Thriving Tourism in Brazil


The tourism industry in Brazil is continuously growing. It is an important part of the economy for many areas throughout the country. In 2009, Brazil had 4.8 million visitors. It is considered to be the top destination for tourists in South America and the second most popular in Latin America (following Mexico). In 2009, profits from international tourism hit $5.3 billion. The number of visitors and income fell considerably in comparison to the year before. This was because of the 2008-2009 economic crises that occurred.


In 2005, tourism supplied 3.2% of the country’s revenues from exports of goods and services. It also made up for 7% of direct and indirect employment in the Brazilian economy. In the next year, direct employment in the tourism industry climbed to 1.87 million people.

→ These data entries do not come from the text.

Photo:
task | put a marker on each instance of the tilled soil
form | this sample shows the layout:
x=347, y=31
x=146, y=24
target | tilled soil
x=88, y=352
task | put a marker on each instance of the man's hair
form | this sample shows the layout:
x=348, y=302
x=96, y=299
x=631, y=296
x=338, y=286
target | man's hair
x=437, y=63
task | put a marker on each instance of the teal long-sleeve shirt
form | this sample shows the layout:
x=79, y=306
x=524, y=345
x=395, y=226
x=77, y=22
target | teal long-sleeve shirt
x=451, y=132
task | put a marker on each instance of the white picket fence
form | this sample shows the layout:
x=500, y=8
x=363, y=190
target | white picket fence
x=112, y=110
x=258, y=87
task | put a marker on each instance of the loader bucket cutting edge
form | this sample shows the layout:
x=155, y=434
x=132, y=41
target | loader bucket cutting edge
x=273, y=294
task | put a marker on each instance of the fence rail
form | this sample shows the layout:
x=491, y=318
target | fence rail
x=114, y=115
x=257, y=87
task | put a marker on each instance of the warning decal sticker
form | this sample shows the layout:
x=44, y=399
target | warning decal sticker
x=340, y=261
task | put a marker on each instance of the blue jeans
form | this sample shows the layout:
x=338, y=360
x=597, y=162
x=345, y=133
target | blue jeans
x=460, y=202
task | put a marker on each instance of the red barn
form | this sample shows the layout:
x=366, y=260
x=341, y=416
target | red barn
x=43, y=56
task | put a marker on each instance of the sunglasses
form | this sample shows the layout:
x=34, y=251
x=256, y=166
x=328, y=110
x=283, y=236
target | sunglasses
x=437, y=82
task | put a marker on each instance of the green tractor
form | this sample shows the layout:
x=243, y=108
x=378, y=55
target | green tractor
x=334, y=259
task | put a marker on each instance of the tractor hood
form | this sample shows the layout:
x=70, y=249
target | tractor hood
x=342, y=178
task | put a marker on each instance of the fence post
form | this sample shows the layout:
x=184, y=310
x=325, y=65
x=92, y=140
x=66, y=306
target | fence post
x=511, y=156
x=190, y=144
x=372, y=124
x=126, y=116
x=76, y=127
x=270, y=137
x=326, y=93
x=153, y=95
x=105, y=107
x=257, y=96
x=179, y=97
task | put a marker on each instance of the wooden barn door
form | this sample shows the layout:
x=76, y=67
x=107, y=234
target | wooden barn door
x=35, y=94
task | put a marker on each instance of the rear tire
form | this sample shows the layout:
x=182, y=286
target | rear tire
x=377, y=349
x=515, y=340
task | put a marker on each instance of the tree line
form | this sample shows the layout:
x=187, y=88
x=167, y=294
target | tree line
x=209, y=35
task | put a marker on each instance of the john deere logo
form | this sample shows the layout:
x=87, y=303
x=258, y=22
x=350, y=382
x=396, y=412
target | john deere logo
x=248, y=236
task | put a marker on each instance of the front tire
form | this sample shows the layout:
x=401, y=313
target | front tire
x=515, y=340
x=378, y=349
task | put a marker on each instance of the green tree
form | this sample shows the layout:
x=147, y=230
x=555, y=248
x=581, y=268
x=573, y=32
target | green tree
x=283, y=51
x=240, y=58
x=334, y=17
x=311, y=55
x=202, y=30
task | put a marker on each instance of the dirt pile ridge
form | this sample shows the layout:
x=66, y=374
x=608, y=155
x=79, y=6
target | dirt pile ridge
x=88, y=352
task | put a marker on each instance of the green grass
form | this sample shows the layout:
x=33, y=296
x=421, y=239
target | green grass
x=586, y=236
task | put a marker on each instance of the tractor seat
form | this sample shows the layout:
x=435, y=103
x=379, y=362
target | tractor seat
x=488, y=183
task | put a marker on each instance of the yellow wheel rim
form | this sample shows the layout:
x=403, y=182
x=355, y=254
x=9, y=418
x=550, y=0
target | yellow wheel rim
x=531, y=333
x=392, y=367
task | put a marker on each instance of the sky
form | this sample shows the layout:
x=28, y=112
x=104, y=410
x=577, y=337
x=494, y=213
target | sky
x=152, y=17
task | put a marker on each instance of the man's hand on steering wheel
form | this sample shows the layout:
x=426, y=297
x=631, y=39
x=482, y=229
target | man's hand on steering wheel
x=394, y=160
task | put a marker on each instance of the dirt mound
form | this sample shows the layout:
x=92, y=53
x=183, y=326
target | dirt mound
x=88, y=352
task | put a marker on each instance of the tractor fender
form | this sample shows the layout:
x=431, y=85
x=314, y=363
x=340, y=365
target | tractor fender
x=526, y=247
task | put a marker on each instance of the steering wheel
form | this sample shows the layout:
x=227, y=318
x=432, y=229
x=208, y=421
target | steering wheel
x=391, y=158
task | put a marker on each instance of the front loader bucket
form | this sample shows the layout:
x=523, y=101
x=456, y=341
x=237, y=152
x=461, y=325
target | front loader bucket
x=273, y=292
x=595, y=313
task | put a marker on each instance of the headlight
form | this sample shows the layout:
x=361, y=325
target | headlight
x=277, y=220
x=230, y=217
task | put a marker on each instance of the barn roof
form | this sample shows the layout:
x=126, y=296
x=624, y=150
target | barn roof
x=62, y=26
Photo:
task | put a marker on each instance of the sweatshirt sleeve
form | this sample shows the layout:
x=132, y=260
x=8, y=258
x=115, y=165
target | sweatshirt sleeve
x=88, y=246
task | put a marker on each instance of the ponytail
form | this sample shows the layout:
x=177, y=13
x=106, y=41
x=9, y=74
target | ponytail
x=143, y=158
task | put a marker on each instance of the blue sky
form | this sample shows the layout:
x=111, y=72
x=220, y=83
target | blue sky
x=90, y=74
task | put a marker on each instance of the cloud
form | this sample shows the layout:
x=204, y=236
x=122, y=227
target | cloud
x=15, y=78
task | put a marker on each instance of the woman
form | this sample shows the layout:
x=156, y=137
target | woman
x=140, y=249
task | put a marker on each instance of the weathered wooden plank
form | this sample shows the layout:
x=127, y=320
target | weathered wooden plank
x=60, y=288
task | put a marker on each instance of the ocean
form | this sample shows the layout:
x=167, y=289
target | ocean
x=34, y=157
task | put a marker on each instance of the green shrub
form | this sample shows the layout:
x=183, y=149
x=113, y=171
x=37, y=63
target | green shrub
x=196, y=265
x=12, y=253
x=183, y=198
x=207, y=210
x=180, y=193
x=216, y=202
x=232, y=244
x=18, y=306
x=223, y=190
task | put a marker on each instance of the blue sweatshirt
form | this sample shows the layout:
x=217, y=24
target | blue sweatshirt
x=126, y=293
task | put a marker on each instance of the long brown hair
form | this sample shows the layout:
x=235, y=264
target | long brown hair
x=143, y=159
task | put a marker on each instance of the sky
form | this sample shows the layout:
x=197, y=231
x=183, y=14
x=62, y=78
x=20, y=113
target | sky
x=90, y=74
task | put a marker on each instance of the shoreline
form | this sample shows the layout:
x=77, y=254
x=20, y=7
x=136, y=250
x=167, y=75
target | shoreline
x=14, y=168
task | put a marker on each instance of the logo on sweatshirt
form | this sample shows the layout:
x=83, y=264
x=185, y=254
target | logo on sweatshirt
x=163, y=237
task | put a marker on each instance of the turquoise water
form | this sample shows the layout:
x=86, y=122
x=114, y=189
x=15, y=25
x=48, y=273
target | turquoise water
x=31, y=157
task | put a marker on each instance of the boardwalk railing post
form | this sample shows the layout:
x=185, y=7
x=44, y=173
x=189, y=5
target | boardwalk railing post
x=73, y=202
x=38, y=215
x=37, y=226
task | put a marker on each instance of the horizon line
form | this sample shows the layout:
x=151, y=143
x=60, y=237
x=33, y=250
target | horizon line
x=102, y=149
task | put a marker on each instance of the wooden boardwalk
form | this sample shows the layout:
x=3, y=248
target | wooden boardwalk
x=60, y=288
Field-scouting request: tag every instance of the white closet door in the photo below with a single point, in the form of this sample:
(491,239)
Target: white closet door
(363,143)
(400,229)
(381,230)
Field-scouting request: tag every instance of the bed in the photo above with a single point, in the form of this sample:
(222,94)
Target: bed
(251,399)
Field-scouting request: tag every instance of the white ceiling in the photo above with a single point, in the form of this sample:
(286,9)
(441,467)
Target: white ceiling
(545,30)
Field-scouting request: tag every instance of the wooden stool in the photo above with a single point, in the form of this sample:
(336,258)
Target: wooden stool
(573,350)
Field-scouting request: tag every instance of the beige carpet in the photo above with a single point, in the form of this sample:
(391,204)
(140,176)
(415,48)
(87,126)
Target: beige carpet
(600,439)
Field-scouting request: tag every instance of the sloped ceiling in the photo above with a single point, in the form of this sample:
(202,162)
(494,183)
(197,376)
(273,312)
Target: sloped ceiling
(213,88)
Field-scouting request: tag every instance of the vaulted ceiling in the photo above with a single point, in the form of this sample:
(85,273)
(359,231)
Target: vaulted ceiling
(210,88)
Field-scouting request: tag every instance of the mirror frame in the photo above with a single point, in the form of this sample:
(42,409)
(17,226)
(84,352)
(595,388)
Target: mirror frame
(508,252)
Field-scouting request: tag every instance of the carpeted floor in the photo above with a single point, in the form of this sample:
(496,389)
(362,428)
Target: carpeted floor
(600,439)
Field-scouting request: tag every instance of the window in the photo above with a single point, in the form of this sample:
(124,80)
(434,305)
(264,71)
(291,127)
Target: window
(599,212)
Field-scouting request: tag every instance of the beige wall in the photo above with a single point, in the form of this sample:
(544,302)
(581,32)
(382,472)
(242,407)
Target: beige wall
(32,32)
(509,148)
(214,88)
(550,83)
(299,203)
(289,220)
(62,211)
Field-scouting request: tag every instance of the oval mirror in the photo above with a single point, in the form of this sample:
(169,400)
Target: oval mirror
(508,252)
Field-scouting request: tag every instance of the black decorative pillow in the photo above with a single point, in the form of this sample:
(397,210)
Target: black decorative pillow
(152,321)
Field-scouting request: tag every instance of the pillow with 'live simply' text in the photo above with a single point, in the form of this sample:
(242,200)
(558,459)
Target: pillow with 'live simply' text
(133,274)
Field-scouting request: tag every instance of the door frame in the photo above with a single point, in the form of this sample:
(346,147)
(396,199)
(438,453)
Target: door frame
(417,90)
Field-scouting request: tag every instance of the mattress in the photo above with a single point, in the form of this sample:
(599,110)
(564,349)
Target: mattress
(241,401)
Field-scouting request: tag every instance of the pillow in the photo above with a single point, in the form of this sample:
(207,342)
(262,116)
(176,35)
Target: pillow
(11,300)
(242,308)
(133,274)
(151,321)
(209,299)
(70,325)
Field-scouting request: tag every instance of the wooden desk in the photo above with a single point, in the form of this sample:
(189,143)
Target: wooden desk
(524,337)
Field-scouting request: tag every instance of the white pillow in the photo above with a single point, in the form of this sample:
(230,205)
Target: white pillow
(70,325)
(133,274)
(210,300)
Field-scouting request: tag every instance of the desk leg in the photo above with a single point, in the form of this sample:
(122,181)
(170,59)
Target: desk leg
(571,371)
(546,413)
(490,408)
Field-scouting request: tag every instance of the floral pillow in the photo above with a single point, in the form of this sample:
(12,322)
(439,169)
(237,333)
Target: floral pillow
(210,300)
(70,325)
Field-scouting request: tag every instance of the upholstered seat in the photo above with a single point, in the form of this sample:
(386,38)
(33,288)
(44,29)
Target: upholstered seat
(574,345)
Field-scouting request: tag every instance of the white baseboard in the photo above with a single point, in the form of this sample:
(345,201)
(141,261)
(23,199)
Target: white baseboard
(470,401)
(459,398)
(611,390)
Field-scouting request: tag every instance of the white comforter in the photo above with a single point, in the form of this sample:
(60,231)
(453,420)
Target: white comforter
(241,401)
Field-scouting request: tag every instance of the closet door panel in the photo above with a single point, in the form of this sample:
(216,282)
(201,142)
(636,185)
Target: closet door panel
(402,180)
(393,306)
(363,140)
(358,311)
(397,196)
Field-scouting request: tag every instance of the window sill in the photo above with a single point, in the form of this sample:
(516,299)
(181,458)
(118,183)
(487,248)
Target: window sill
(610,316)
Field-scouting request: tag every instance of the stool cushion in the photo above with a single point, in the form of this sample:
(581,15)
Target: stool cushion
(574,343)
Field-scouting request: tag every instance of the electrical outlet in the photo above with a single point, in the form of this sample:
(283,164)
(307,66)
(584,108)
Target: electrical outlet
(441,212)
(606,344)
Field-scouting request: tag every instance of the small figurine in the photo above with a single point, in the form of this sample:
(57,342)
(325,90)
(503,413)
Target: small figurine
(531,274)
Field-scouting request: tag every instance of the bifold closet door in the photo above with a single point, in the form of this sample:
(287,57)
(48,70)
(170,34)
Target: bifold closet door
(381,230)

Domestic tourism is also an essential part of the thriving industry. In 2005, about 51 million domestic tourists toured throughout the country. Direct profits from Brazilian tourists hit USD 21.8 billion. This means Brazil had 5.6 times more receipts than international tourists in 2005.


Brazil’s Tourism Options


Brazil has many options for domestic and international tourists. Ecotourism, leisure, recreation, adventure, beach, historic, and cultural are among the most common forms of tourism in this country. Because of this, natural areas account for the most of the tourism product. The Amazon Rainforest, beaches, and dunes in the Northeast Region, the Pantanal in the Center-West Region, and the beaches at Rio de Janeiro and Santa Catarina are some of the most common tourist destinations in Brazil.  Cultural and historic tourism in Minas Gerais and business trips to So Paulo city are also very common.




The Travel and Tourism Competitiveness Index (TTCI) is a report that rates the features of a country that make it appealing to develop business in the travel and tourism industry. This is instead of rating a country’s attractiveness as a tourist destination. In 2008, TTCI rated Brazil as the 49th place in the world’s ranking. This means they were second among Latin American countries and sixth in the Americas. Brazil’s top advantages are displayed more clearly in the sub-index. This measures human, cultural, and natural resources, where Brazil ranks sixth globally, and third in terms of natural resources. The TTCI also mentions Brazil’s major weaknesses. Among these, information and communications technology infrastructure (ranked 58th), ground transport infrastructure (ranked 95th), and safety and security (ranked 128th) are all noted.


In 2005, the most popular destinations for international tourists (in terms of leisure trips) were Rio de Janeiro, Foz do Iguaçu, So Paulo, Florianópolis, and Salvador. The most popular areas for business trips were So Paulo, Rio de Janeiro, and Porto Alegre. Rio de Janeiro and Fortaleza were the most common destinations for domestic tourists in 2006.